In recent years, the focus in language modeling has been on improving performance by increasing the number of parameters in transformer-based models. This approach has led to impressive results and state-of-the-art performance in many natural language processing tasks.
We’ve also followed this line of research at DeepMind and recently introduced Gopher, a 280 billion parameter model that established top performance across a wide range of tasks, including language modeling, reading comprehension, and question answering. Since then, an even larger model called the Megatron-Turing NLG with 530 billion parameters has been published.

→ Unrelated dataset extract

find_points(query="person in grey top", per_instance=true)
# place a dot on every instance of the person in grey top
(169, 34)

Due to the significant cost of training these large models, it is paramount to estimate the best possible training setup to avoid wasting resources. In particular, the computational cost of training transformers is determined by two factors: the size of the model and the number of training tokens.
The current generation of large language models has allocated increased computing resources to increase the number of parameters of the large models and keep the size of the training data constant at around 300 billion tokens. In this work, we empirically investigate the optimal trade-off between increasing model size and training data volume with increasing computational resources. Specifically, we ask the question: “What is the optimal model size and number of training tokens for a given computational budget?” To answer this question, we train models of various sizes and with various numbers of chips and empirically estimate this trade-off.
Our key finding is that current large language models are too large for their computational budget and are not trained on enough data. In fact, we find that for the number of training FLOPs used for training Gophera 4x smaller model trained on 4x more data would be preferable.
We test our data scaling hypothesis through training Chinchilla, a 70 billion parameter model trained on 1.3 trillion tokens. While the computational cost of training Chinchilla and Gopher is the same, we find that it outperforms Gopher and other large language models in almost every task measured, even though it has 70 billion parameters compared to Gopher’s 280 billion.
After the release of Chinchilla, a model named PaLM was released with 540 billion parameters and trained on 768 billion tokens. This model was trained with approximately 5 times the computational budget of Chinchilla and outperformed Chinchilla on a number of tasks. While the training corpus is different, our methods predict that such a model trained on our data would outperform Chinchilla even though it was computationally suboptimal. Given the computational budget of PaLM, we predict that a 140 billion parameter model trained on 3 trillion tokens will be optimal and more efficient for inference.
An additional advantage of smaller, more efficient models is that inference time and memory cost are reduced, making model search faster and possible on less hardware. In practice, while the training FLOPs between Gopher and Chinchilla are the same, the cost of using Chinchilla is significantly lower, in addition to its performance. Further simple optimizations may be possible that can continue to provide large gains.